Und mit welcher Befreundung ich meinen acht Schüsselgenossen Suppe in die hergestreckten Teller schöpfte. Wie mir alles so nah ist, und so verwandt, und die ganze Natur wie ein unbegreiflich Instrument, auf dem ich die namenlose Ouvertüre zu meiner ewigen Seligkeit auf einem andern Sterne spiele. – Nein! ich schwärme nicht, ich bin ja so besonnen und so klar und kann mir Rechenschaft geben über alles, was über mir, in mir und außer mir vorgeht!

Oh, und wenn ich denke, daß auch Sie heute glücklich, befriedigt schienen, daß mein Geist und meine Liebe hineinleuchte in die Sternennacht Ihres Herzens! ... Morgen früh! Julie! nur einen guten Morgen! und nun eine gute Nacht! Liebste, Teuerste! eine gute Nacht!

Waiblinger.

Ich muß, ich muß Dir schreiben. Dieser Abend war himmlisch! O Julie, was sah ich all' aus Deinem Auge, Du Herz, wie hast Du diesem Zwiespalt eine selige Einheit gegeben! Noch tiefer, noch ewiger bist Du mir heute verbündet worden, ja nun erst, Mädchen, will ich Dich unzertrennlich an mein gewaltiges Dasein binden!

Oh, wie war mir, als es so lange, so lange um mich Nacht war, bald irrt' ich unter den Gletschern der Jungfrau, bald schwelgt' ich in allem Gram der geschwundenen Zeiten – da kamst Du, glühend vor Schmerz, Tränen im Auge – mich überlief's – Julie – auf diese Freude des Kindes liefen Todesschauer über mein umnachtetes Herz – die Flamme in mir ward zu Eis – Tränen in Deinem Auge – in dem Augenblick, da ich von ihr scheiden wollte, da ich sie zum gränzenlosen Bund umarmen wollte, in diesem Augenblick vergaß sie das Überschwängliche der Stunde und weinte, weinte! Das Mädchen, das als Göttin meine Stunden regiert, weinte zagend und kleinmütig um das Ungewisse – Gott! Ich wollte bleiben, ich mußte bleiben, ich wollte beruhigt sein, wollte Ruhe in Dir sehen, Du verlangtest, ich sollte Dich verlassen – ich ging – Julie, draußen stand ich, der Regen träufelte kalt auf mich herab, er träufelte auf dieses heiße Herz – einen Augenblick starrte die Wut des Teufels um mich herum – sie, sie konnte Dir diese heilige, kindliche Freude zernichten – oh, weine, Du wütend Herz, Tod, Tod, so endete dieser Abend – zu trüb.
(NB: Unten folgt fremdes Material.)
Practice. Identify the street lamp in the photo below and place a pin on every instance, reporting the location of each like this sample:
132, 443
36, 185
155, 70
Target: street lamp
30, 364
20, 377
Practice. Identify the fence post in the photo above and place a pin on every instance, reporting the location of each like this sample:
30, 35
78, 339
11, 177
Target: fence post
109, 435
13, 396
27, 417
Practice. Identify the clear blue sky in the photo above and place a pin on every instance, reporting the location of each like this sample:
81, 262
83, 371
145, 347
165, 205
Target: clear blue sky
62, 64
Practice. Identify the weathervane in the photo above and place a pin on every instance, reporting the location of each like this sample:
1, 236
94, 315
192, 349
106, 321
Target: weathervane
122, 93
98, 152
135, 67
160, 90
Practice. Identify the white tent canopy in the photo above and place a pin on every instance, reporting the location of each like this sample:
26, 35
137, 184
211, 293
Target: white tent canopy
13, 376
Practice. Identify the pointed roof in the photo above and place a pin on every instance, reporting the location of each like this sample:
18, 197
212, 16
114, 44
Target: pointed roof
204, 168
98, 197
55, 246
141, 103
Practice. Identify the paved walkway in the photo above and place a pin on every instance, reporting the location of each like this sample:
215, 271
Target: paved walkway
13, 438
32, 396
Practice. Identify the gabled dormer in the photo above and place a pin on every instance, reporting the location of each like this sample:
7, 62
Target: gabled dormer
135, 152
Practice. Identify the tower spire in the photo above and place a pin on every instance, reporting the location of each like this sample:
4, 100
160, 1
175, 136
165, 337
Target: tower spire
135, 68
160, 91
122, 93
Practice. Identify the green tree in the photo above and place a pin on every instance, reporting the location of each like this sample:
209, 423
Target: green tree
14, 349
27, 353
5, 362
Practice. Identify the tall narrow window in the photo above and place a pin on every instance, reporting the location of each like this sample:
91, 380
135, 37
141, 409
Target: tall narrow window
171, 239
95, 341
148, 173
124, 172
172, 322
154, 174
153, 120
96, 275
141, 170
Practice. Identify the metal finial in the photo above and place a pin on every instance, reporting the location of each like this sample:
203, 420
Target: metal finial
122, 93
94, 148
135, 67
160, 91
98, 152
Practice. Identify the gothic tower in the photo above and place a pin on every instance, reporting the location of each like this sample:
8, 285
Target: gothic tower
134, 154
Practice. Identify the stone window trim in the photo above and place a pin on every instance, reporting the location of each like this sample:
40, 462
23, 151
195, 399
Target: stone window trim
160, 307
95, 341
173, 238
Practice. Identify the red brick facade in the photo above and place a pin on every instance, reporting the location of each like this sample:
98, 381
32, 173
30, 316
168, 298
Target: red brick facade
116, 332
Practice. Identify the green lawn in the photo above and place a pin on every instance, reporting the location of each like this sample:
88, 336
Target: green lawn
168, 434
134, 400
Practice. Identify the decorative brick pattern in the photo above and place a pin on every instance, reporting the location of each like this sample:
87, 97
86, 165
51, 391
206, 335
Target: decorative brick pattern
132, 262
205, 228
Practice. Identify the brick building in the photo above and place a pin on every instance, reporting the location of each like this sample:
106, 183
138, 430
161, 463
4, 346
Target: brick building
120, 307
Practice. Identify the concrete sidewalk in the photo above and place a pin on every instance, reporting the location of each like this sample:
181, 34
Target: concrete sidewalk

Doch fort – Wahnsinn – Herr Gott!

Kühn sag ich's Dir, es verträgt sich nicht mit der Idee, die mein Geist seinem Geliebtesten gegeben – daß sie in solcher Stunde verzagte! Julie, Du darfst nicht so um den Onkel weinen – Du mußt mir's schwören, sonst werd ich rasend im Getümmel der Fremde – Du mußt ruhig sein. – Ich kann sein wie ein Lamm, wenn Du Deine Liebeswürde behauptest – wenn Du Dein Leben so ausfüllst, mit mir, wie ich das meine mit Dir, – aber ich – nein, nein! Du wirst mein Bestes wollen!

Bin ich Dir nicht so viel, das frage ich, daß Du mir die letzte Stunde –, ist Dir meine, meine Liebe nicht mehr als die Sorge für den Alten, die vielleicht ungegründet ist –? Julie, weißt Du, wie ich Dich liebe – wie? weißt Du, ob Du – ach, Fluch über diese Worte, sinnlos, bete, sei stark, sei würdig!

Das scheint wirklich zu sein, wie ich glaube, daß ich meine, Du dürfest nicht weinen für ihn, wenn ich scheiden will – ich meine nämlich, heilig, heilig sei diese Liebe und – ja! ja! ich gebe Dir ein Leben, ich fordere das Deine!